Naissance et évolution des images mentales[modifier | modifier le code]

Durant toute notre vie, en partant probablement de la phase prénatale du fœtus, nos expériences vécues font naître une multitudes d’éléments de représentation mentale qui viennent construire dans notre esprit des images nouvelles, ou modifier, enrichir des images existantes[4]. Un réseau d’images est ainsi maintenu, chacune d’entre elles pouvant faire appel à d’autres. Certains enchaînements privilégiés forment de véritables méta-images dynamiques, à l’instar des chemins neuronaux à la base du fonctionnement cérébral de plus bas niveau.

Trois types d’expériences participent à ce processus :

  1. les perceptions par l’un ou plusieurs de nos cinq sens, en particulier la vue qui constitue le plus puissant, mais pas le seul, générateur d'images mentales.

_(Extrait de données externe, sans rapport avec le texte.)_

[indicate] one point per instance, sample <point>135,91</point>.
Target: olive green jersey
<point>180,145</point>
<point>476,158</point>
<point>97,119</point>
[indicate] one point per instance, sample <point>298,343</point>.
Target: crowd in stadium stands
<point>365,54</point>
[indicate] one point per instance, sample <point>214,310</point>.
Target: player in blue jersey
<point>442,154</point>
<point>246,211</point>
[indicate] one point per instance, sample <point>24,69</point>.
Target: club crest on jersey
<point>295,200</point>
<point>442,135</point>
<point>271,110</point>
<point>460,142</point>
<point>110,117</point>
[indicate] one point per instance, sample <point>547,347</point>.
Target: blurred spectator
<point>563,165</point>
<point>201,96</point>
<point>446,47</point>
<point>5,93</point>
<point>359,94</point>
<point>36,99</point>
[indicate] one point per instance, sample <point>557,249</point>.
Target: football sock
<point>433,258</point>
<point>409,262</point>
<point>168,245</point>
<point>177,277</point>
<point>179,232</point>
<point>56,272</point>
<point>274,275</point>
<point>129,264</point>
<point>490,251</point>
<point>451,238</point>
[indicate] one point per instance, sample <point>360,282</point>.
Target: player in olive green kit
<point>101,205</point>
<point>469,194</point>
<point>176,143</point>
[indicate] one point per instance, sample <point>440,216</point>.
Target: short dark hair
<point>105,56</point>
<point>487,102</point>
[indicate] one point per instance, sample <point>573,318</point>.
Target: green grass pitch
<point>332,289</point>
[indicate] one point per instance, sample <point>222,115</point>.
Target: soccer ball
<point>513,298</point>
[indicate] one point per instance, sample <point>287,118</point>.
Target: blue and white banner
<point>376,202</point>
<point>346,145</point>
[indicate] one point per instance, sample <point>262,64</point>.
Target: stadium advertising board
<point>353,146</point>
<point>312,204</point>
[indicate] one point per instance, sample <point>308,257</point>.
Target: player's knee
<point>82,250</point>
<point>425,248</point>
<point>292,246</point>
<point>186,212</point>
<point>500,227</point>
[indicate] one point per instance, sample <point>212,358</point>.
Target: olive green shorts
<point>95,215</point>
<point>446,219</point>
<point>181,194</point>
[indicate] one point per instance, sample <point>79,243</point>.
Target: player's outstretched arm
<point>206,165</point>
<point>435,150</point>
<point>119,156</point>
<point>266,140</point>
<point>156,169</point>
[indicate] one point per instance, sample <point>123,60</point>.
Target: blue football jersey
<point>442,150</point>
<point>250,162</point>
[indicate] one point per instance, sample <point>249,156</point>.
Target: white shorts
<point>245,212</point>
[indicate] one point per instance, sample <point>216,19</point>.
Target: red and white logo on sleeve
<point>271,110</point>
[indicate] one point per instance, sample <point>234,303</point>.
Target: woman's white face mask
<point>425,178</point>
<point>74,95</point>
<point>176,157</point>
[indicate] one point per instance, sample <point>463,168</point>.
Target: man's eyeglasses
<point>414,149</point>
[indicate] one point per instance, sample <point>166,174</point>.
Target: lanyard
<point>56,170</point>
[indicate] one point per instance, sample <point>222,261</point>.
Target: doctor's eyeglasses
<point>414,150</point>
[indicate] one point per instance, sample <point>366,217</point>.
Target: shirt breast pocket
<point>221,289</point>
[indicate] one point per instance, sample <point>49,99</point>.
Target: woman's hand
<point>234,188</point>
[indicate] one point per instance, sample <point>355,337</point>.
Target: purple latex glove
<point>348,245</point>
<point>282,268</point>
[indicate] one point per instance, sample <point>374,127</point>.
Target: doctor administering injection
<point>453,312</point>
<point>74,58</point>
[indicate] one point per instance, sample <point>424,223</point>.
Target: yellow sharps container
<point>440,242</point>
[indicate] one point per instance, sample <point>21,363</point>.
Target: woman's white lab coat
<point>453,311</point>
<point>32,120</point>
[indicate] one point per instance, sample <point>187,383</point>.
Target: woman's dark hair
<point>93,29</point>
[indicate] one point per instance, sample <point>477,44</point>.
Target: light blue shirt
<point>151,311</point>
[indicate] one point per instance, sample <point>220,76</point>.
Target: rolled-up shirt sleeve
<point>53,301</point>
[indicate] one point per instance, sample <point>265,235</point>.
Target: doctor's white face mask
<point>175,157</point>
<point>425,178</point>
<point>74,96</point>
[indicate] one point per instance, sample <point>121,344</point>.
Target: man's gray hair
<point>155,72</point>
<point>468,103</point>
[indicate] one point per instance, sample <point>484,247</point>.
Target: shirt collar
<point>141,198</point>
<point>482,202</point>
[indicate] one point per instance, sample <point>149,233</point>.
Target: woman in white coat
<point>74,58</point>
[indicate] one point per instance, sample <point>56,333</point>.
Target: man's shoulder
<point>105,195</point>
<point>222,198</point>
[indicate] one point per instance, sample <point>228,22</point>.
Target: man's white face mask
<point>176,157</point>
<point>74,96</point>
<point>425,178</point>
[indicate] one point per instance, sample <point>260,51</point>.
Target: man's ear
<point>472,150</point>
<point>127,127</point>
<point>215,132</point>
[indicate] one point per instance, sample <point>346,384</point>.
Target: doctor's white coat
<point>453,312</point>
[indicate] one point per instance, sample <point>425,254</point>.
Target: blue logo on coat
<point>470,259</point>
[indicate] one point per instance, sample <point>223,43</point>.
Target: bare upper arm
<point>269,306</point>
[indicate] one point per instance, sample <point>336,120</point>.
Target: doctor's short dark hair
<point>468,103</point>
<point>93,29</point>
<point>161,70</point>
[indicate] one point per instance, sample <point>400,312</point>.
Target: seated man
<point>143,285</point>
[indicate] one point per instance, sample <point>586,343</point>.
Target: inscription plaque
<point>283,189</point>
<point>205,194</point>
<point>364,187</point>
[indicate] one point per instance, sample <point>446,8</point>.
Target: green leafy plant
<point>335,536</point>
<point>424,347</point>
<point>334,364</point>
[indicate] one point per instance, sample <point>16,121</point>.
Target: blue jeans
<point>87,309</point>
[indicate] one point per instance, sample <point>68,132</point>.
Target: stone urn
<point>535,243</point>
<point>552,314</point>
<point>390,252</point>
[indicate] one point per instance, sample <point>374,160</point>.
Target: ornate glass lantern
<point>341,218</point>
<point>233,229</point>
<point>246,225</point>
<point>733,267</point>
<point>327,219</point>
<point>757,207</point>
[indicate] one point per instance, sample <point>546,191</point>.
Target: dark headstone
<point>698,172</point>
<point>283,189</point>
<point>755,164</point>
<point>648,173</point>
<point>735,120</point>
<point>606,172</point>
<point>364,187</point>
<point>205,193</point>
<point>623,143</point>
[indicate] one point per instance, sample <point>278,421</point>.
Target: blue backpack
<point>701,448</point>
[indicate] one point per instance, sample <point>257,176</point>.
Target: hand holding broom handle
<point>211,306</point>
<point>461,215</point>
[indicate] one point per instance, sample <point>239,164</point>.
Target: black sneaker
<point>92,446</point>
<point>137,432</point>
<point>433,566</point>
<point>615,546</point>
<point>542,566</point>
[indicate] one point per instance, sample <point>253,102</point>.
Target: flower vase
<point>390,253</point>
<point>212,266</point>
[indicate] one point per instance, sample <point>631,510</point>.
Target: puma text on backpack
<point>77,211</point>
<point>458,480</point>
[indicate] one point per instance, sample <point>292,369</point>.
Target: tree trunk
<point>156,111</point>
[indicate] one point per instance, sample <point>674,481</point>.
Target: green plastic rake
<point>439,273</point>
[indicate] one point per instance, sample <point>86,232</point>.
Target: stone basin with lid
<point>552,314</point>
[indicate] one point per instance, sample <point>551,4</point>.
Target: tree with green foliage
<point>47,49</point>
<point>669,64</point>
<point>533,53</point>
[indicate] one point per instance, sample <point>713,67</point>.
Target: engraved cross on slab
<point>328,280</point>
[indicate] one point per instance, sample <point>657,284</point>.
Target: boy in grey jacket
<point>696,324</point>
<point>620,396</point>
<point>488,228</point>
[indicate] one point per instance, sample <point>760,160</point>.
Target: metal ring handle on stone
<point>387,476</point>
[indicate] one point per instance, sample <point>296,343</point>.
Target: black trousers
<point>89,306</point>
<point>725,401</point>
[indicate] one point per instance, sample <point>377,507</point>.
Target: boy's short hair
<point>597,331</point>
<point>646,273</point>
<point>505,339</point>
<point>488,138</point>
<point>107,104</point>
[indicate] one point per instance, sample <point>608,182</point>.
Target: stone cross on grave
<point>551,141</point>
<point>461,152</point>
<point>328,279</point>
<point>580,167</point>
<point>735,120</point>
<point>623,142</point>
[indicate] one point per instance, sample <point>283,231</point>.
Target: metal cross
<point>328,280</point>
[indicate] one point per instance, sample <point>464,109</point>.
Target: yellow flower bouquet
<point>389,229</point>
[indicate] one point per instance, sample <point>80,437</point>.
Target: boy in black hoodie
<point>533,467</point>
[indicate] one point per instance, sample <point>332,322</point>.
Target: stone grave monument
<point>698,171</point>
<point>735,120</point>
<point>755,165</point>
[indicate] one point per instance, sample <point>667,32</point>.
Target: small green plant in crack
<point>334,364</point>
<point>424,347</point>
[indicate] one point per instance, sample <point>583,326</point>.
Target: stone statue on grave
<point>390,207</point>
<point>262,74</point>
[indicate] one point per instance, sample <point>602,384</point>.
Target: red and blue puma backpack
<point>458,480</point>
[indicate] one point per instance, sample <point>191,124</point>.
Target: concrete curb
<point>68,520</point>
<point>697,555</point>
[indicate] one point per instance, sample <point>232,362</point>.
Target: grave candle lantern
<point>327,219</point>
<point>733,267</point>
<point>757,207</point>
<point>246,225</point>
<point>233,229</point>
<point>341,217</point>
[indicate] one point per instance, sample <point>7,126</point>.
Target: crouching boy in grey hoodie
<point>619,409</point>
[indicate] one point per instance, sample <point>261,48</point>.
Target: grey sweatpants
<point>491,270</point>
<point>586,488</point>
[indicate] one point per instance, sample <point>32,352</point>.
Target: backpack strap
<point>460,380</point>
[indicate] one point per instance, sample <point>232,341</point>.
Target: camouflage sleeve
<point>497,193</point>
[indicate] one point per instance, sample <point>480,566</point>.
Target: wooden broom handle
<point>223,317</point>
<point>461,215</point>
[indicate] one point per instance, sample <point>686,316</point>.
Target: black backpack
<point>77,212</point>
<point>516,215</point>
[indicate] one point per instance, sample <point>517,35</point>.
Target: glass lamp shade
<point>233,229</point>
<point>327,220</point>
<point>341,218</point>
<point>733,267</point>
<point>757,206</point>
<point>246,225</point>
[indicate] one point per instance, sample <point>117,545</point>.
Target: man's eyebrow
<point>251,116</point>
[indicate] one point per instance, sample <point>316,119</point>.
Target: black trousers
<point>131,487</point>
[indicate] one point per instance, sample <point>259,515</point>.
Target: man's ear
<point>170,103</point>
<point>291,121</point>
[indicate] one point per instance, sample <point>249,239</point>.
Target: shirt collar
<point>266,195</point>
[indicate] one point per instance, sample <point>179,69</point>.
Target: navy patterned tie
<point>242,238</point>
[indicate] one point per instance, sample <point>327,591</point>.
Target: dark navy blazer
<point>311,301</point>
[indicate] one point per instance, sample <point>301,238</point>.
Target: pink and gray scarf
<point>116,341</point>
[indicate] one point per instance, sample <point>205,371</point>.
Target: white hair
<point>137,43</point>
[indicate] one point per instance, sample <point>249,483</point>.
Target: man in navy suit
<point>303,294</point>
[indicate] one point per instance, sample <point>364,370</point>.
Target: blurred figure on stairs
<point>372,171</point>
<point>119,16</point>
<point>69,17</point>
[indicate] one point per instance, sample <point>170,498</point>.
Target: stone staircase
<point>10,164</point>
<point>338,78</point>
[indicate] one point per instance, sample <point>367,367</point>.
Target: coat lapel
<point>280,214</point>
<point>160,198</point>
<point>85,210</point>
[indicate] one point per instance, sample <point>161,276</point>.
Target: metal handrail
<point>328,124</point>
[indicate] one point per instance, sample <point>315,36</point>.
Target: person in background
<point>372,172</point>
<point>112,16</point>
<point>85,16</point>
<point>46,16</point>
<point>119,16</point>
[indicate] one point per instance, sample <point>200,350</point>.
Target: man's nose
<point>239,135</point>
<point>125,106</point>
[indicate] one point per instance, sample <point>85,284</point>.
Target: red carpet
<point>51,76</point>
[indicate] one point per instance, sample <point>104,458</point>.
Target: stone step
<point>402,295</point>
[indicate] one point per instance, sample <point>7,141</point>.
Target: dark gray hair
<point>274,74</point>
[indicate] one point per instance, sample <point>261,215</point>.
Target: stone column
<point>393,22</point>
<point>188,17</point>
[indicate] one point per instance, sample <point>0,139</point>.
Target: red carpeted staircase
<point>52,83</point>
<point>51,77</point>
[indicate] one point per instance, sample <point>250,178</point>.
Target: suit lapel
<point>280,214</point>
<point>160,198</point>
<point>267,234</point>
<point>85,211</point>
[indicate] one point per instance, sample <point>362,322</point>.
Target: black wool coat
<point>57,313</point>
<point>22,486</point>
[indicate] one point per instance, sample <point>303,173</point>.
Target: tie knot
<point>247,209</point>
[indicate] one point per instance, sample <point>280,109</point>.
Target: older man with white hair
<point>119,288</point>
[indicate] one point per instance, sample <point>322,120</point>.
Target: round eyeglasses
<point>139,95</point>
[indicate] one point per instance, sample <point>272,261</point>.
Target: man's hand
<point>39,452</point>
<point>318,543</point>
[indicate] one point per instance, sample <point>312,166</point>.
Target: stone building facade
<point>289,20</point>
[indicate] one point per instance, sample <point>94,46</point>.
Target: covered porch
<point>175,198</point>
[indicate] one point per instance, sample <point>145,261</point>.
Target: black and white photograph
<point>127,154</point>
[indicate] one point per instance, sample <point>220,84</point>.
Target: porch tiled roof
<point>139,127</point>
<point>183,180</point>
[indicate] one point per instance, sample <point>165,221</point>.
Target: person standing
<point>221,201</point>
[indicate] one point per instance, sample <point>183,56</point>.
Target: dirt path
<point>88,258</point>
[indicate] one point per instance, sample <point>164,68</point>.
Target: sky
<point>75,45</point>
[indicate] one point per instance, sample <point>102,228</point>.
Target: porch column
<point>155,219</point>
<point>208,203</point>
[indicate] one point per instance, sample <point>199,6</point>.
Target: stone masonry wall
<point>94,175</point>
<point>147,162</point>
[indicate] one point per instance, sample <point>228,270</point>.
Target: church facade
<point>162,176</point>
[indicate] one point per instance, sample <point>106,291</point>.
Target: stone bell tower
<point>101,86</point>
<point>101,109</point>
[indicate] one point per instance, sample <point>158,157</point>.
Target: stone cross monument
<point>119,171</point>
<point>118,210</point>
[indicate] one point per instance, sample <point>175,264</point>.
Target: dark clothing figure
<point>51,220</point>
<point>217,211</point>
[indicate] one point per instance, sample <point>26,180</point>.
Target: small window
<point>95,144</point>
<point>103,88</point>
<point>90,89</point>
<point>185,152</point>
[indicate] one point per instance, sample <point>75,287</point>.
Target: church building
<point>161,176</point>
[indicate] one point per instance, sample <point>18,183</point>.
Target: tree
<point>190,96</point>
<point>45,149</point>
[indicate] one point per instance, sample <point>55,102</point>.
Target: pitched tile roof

Certaines de ces perceptions et sensations sont subies, d’autres recherchées,
  2. l’imagination et la réflexion, sur lesquelles nous avons une certaine emprise,
  3. le rêve, les visions éveillées et hallucinations qui échappent à notre contrôle conscient et font émerger spontanément des images inédites.

Dans chacun de ces cas, le cerveau manipule des représentations mentales, les évalue, les compare, les associe, les combine, avec ou sans stimuli externes. Dans son fonctionnement normal (vs. pathologique), le cerveau cherche à maintenir un stock d’images qui lui permet de trouver des solutions efficaces aux situations présentes et anticipées. Ainsi, les stratégies cognitives, plus ou moins conscientes, privilégient l’évolution de nos représentations vers ce que nous croyons être la réalité et, dans les domaines artistiques et de l’imaginaire, les images sources de plaisir et de satisfaction, souvent volontairement dissociées de la réalité. Dans une boucle incessante, ces images, ainsi que leurs séquences, sont évaluées en fonction de leur efficacité à réaliser nos besoins et objectifs de toute nature, puis modifiées en conséquence. La psychologie cognitive s'intéresse aux opérations que peuvent subir les images mentales.

Approches philosophiques[modifier | modifier le code]

Le concept d’images mentales est central en philosophie classique et moderne, car indissociable de l’étude de la connaissance. Dans son livre VII de la République, Platon utilise la métaphore bien connue de prisonniers dans une caverne, enchaînés et immobilisés, qui tournent le dos à l'entrée et ne voient sur le mur qui leur font face que leurs ombres et celles projetées d'hommes et d'objets se déplaçant ou placés loin derrière eux. Cette métaphore expose en termes imagés le périlleux cheminement des hommes vers la connaissance de la réalité réduite dans l’esprit des êtres humains à des représentations construites à partir d’images simplifiées et déformées perçues par nos sens (C.f. Allégorie de la caverne). Platon évoque également la non moins difficile transmission des connaissances qui se heurte à l’aveuglement et à la laborieuse confrontation des représentations mentales issues d’expériences différentes.

Au XVIIIe siècle, George Berkeley a développé des idées semblables dans sa théorie de l’idéalisme. Selon Berkeley, la réalité n’existerait qu’à travers nos images mentales, celles-ci n’étant pas des représentations de réalité matérielle, mais la réalité elle-même. Cependant, Berkeley, a clairement distingué les images relatives à la connaissance du monde extérieur, des images issues de l'imagination individuelle, ces dernières ne faisant d'après lui pas partie de l’« imagerie mentale » au sens contemporain de cette expression[5],[6].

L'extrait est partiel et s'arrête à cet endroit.